Nous terminons notre circuit des Rocheuses canadiennes par la route touristique de la Maligne, si bien qu’on peut vraiment dire que Catherine aura fait la Maligne. Cette route suit la vallée creusée par la rivière éponyme qui alimente plusieurs lacs. Nous nous enfonçons à pieds sur un sentier boueux dans une belle forêt primaire de mélèze où on peut franchement dire que ça sent le sapin.
La forêt est dense et sombre, mais non, nous n’y verrons pas d’ours, et ce n’est peut-être pas plus mal car j’ai complètement oublié de me munir de « peper spray », le moyen de défense le plus usité ici en cas de rencontre fortuite. Tout ce que nous avons pour nous défendre, ce sont deux sifflets de survie (on a déjà confisqué ceux des kets, je vous laisse imaginer pourquoi) et Valentin qui est prêt à taper sur la tête de l’ours avec la longue-vue qu’Alexis lui a prêtée l’autre jour, ce qui ne serait déjà pas si mal si la longue-vue en question n’était pas imaginaire (cf supra). Bref, une chance pour les 40.000 ours de la région de ne pas être tombés sur les vwontheway.
15 octobre 2014.
Nous quittons cette magnifiques région des rocheuses en saluant le mont Robson dont le sommet enneigé qui culmine à 3.954 m en fait la plus haute montagne des rocheuses canadiennes.
C’est également pour nous la plus haute latitude de notre voyage (53.03 nord). A partir de maintenant, nous irons toujours au sud jusqu’à Ushuaia (-54.82 sud) où nous devrions arriver fin 2015, si tout va bien d’ici là. Nous passons le mont Terry Fox, dont je vous ai déjà fait parlé et faisons halte à Valemont pour remplir le frigo et le garde-manger. La plaine de jeux étant accueillante, les enfants lui font honneur, puis nous allons jusqu’au ruisseau Swift voir si quelques saumons rouges n’ont pas envie de se montrer. Ben non, ils n’avaient pas envie, pourtant c’est la saison pendant laquelle des millions de saumon remontent les rivières pour pondre leurs œufs. Tiens, on a encore pris une heure de décalage horaire depuis que nous sommes entrés en Colombie-Britannique ce matin, si bien que quand nous nous réveillons le matin à 7h (ou plutôt, quand les deux kets nous réveillent), il est 16h en Belgique.
16 octobre 2014.
Nous commençons la journée par une petite promenade d’observation des oiseaux et poursuivons notre méharée vers le sud.
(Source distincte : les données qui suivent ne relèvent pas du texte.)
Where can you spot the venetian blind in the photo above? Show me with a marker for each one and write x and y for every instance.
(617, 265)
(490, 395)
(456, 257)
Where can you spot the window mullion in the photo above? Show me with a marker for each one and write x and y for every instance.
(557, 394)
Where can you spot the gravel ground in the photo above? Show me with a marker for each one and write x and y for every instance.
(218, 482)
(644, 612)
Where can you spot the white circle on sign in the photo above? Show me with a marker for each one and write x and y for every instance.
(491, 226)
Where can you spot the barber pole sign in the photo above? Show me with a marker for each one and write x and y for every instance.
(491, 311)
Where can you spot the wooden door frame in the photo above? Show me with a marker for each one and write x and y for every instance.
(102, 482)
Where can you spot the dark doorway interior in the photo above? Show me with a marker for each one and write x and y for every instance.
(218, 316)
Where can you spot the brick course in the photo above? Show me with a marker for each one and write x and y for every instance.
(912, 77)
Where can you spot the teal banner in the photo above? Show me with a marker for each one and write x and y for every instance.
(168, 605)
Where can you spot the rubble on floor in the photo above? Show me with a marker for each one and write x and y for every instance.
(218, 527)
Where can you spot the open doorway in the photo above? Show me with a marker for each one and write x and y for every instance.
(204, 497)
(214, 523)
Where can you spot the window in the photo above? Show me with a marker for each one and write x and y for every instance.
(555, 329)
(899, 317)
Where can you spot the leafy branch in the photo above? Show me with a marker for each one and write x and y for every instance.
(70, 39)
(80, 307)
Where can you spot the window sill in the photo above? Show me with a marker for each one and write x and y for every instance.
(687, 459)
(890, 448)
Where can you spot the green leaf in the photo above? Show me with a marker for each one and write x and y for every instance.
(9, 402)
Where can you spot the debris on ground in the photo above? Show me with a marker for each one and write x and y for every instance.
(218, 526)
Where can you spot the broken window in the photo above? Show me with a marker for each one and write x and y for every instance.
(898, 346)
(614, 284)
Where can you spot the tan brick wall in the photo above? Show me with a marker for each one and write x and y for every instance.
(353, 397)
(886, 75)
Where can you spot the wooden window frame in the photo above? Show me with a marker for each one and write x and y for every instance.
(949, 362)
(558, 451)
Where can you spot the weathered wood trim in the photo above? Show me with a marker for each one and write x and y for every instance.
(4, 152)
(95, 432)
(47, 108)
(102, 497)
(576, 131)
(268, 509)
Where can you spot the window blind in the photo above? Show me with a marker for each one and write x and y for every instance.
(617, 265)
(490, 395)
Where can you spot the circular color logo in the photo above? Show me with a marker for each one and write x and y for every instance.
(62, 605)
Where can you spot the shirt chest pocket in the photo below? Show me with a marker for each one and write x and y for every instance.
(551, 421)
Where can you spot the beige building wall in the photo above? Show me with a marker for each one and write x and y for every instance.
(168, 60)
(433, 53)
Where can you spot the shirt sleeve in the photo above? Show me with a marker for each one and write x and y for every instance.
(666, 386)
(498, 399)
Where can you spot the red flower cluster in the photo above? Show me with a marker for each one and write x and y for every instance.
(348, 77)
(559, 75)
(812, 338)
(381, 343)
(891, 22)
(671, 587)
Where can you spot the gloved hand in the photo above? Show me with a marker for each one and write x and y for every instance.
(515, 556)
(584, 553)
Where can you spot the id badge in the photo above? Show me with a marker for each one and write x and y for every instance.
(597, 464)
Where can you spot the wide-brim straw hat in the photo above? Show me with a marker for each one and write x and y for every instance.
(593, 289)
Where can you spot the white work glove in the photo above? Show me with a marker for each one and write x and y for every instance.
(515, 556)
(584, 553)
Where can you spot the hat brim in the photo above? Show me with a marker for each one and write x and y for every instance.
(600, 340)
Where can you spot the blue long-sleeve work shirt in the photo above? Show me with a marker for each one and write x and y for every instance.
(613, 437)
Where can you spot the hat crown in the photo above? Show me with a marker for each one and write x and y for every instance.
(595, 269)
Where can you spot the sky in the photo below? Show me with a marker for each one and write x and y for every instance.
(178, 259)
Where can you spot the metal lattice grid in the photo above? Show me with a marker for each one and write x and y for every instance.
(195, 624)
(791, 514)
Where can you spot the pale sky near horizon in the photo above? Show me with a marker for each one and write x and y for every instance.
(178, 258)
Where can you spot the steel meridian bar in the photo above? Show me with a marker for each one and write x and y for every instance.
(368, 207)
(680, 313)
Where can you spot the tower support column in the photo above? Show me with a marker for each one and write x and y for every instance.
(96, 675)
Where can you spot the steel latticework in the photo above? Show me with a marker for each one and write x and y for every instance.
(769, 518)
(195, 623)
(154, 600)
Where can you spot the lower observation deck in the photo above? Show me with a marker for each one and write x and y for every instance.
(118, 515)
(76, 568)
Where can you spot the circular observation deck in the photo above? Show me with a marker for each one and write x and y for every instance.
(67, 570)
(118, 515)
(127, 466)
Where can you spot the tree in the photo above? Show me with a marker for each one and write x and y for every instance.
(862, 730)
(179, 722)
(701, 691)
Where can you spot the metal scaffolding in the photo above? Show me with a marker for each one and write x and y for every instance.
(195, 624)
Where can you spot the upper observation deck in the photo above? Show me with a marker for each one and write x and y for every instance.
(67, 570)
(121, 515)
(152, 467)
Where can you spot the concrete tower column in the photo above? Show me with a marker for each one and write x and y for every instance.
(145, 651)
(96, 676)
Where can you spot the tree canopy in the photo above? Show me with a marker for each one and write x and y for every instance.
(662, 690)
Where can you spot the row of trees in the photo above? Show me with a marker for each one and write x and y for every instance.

Nous visitons tout de même les chutes de Spahats hautes de 73 m, puis passons la nuit dans le North Thompson River Provincial Park, avec encore et toujours des trains pour nous tenir compagnie : pas de bol, nous sommes à proximité d’une ligne très fréquentée. Au moins il fait beaucoup moins froid : nous avons perdu mille mètres d’altitude et gagné quelques degrés.